Uma nova tendência que percebemos, e que parece ser uma continuidade das duas anteriores, é a presença do marrom escuro.
Especificamente, notamos a substituição do preto por essa cor. Em muitos momentos e lugares, o que à distância parecia ser preto (cor que tanto nos agrada e tão frequente em outras edições da MDW), ao nos aproximarmos, revelava-se um tom bem forte de marrom. Isso faz sentido, parecendo quase um movimento de “aterroar” (licença poética para a criação desse termo) a cor preta. Em termos de
cores, observamos dois padrões: o azul e o verde
quase se tornaram cores neutras nas paletas, enquanto cores mais vibrantes eram mais pontuais, geralmente em uma única peça, muitas vezes em variações de amarelo e laranja. Houve inúmeros lançamentos de marcas de diferentes segmentos, desde móveis até acabamentos e revestimentos, que optaram pelo azul e pelo verde. Parece quase como se a paleta terrosa estivesse sendo complementada pelo céu e pela vegetação. Um material que, à primeira vista, parece ser o oposto de tudo o que citamos até agora e que foi extremamente frequente na MDW é o inox, ou acabamentos cromados semelhantes. Sua presença estava em diversas formas: revestimentos de paredes, mobiliários, detalhes em produtos e combinações com outros materiais, até peças inteiramente feitas de inox. O que nos chamou a atenção foi que esse elemento não estava presente apenas de forma solitária ou combinado com cores esperadas, como branco e cinza, que complementam seu aspecto mais “futurista”. Ele apareceu em sintonia com a organicidade, criando uma combinação surpreendentemente harmoniosa. Mas para nós, isso também fez muito sentido. Parece natural que, após uma forte busca pela organicidade, esse comportamento quase tenha sido uma espécie de negação ao mundo excessivamente tecnológico. No entanto, negar uma realidade também não parece ser natural. Parece ser conflitante. Portanto, o encontro entre a estética orgânica e “futurista” está muito alinhado com a imagem que se constrói do ser humano dos anos 2020.

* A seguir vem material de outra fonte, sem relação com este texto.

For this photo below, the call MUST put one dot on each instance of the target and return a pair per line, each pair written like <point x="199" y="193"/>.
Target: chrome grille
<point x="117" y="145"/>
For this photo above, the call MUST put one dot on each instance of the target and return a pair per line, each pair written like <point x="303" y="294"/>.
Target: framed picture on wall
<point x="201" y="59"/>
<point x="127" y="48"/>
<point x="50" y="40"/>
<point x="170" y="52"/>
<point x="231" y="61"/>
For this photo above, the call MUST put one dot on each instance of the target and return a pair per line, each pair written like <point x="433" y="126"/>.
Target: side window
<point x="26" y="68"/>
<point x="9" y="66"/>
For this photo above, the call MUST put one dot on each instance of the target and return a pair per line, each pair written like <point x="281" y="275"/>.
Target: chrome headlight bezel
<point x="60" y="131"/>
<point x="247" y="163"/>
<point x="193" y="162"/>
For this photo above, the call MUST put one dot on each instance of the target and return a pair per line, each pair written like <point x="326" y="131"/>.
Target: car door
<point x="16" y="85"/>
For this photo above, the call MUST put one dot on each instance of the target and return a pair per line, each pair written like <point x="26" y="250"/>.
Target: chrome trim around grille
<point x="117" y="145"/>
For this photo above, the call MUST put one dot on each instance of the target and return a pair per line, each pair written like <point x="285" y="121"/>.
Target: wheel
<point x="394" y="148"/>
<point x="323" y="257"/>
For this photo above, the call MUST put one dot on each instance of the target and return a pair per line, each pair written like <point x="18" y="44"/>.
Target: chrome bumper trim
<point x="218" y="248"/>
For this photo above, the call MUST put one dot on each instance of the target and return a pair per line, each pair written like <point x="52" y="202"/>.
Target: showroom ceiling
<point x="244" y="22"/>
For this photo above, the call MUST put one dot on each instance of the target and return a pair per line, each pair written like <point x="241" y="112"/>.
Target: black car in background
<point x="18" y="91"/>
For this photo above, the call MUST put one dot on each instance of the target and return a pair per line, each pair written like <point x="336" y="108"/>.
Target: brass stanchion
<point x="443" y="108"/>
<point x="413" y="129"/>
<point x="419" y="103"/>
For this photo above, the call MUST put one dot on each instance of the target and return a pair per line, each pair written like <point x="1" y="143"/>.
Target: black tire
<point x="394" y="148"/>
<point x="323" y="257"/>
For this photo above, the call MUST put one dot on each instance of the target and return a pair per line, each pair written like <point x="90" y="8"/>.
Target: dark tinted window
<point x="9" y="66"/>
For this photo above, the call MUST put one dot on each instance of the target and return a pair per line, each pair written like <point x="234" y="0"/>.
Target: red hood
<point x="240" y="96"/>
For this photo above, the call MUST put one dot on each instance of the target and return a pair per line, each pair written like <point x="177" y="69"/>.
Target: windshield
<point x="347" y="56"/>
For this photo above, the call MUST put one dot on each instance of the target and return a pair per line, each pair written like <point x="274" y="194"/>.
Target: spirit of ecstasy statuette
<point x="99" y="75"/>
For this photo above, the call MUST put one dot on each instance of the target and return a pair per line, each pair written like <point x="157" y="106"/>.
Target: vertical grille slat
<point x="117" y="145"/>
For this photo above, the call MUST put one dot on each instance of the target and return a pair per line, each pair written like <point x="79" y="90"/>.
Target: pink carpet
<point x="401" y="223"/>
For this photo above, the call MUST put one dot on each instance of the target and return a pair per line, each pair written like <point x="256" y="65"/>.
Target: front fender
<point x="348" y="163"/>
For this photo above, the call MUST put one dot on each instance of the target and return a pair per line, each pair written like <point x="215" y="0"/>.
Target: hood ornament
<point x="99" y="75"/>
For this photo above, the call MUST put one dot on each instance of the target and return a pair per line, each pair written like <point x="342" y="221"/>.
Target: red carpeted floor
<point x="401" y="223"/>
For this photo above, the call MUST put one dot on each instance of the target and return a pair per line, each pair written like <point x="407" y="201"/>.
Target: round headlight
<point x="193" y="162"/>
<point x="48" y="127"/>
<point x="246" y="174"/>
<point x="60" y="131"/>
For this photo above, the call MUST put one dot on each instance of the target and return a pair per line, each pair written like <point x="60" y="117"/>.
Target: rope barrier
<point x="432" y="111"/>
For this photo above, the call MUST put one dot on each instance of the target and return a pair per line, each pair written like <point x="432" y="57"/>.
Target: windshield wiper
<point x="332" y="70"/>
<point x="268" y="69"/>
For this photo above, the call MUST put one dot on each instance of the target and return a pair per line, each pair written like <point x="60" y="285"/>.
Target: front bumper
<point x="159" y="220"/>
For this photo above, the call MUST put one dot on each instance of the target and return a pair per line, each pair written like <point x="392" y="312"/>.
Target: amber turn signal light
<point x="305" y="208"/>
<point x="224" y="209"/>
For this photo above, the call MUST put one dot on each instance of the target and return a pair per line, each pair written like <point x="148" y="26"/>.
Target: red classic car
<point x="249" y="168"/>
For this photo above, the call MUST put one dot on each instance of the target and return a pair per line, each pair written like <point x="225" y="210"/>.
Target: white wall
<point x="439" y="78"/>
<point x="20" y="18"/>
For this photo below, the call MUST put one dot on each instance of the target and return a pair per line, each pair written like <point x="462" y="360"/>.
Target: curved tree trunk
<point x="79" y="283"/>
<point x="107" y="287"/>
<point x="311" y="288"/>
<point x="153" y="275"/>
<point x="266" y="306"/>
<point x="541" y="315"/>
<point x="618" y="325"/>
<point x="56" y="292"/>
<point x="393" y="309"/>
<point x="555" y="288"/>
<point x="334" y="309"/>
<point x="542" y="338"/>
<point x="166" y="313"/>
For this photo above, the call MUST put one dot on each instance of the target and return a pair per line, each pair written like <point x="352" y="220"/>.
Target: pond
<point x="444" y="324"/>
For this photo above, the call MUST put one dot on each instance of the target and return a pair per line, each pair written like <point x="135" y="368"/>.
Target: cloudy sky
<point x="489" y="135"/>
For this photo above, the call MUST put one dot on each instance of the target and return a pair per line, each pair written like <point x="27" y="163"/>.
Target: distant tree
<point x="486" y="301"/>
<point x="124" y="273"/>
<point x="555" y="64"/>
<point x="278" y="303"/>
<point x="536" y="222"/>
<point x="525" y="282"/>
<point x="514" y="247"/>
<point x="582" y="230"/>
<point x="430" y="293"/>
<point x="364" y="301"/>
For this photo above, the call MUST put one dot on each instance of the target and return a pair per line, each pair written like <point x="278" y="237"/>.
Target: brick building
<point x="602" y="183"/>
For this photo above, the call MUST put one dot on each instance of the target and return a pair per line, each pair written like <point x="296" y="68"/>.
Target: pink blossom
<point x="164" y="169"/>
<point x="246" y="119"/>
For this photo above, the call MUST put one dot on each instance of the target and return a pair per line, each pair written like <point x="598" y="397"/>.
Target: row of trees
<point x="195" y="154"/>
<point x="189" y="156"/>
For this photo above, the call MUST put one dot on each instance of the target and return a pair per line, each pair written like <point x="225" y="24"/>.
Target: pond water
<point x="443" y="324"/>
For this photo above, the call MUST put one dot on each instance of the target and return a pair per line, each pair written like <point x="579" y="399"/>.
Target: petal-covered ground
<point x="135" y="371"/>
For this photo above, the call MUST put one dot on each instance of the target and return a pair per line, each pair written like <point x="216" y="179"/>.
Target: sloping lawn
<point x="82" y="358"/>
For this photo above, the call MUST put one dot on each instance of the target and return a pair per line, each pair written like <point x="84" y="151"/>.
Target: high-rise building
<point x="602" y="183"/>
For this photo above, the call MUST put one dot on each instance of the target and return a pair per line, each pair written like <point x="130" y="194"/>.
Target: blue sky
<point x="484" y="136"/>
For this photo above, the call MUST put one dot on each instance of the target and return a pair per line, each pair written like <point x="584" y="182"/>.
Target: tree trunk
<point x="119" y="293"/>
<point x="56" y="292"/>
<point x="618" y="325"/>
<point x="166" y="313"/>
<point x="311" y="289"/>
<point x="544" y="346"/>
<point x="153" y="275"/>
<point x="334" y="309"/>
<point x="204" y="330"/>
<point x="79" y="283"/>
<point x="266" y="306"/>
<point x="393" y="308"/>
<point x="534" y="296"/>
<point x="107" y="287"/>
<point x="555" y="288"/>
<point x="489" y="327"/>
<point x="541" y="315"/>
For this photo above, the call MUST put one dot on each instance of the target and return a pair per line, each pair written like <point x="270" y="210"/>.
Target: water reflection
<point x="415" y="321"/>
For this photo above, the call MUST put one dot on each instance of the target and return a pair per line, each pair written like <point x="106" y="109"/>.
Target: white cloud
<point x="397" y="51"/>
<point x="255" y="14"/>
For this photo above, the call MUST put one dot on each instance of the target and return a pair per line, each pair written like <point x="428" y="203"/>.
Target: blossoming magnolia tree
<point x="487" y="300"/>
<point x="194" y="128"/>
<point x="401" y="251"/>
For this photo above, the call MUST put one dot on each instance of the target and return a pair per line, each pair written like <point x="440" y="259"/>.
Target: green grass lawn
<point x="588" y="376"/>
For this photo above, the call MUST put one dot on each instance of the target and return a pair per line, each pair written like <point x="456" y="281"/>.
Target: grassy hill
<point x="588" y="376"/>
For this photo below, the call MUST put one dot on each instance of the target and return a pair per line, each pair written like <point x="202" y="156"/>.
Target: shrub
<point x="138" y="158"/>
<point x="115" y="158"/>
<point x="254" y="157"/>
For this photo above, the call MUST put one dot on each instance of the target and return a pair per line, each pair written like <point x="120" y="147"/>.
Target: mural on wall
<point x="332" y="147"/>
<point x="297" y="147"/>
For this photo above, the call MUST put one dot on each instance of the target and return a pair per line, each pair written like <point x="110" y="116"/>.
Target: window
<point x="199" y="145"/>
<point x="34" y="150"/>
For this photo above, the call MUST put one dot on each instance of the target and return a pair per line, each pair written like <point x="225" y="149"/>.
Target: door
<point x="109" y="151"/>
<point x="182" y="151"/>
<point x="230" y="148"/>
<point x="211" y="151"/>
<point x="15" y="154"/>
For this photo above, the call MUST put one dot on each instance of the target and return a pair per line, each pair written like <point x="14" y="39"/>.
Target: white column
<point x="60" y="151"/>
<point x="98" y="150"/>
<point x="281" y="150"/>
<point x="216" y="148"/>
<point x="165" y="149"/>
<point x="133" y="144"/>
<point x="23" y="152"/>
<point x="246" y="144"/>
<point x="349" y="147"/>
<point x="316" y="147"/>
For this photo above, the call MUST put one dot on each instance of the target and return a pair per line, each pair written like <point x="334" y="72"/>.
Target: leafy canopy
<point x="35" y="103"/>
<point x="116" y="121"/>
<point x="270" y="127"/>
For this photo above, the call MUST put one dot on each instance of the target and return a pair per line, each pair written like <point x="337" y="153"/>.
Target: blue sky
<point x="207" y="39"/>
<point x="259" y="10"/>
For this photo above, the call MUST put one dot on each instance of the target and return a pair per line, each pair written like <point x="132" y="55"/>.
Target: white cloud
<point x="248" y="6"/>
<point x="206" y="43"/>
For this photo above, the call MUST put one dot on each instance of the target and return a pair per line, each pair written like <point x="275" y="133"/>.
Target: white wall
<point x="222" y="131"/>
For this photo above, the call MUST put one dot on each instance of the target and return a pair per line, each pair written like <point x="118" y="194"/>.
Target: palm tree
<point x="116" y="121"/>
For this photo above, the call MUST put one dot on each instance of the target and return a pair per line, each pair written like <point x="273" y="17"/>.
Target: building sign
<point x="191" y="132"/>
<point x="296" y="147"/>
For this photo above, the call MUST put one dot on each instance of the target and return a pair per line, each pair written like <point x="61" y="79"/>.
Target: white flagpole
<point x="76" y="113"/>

No design, nós tomamos a liberdade de
apelidar esse encontro de “hi-lo” (high-low ou alto-baixo), um termo emprestado da moda. Nessa esfera, a tendência busca combinar opostos, elementos que geralmente não estariam juntos. Por exemplo, um blazer, normalmente associado à formalidade, em um estilo oversized (roupas desenhadas para serem maiores e mais largas do que o ajuste padrão), combinado com leggings e tênis de corrida. Para concluir o panorama das tendências em design do morar e habitar, há um padrão que tem sido observado com frequência nas últimas edições da MDW. Não se trata de materiais, estilos de design ou algo assim. Na verdade, estamos nos referindo a algo muito específico dos eventos da MDW, mas que merece destaque pois pode fornecer insights sobre o comportamento humano. É bastante evidente que, independentemente da origem e cultura da marca que expõe em Milão, há uma grande quantidade de experiências pela cidade onde a apresentação do produto fica em segundo plano. Mas o que exatamente isso significa? Para nós, uma das experiências mais surpreendentes foi a exposição da Gaggenau, uma marca alemã de eletrodomésticos de luxo, que ocorreu na histórica residência Villa Necchi Campiglio, datada de 1935. Ao chegarmos ao espaço com o objetivo de conhecer seus novos lançamentos, nos deparamos com um espetáculo de ballet contemporâneo, cativante e emocionante. Ficamos verdadeiramente tocados e só depois da performance pudemos explorar os produtos, mas mesmo assim, em grupos pequenos e com restrições quanto à fotografia em muitos ambientes.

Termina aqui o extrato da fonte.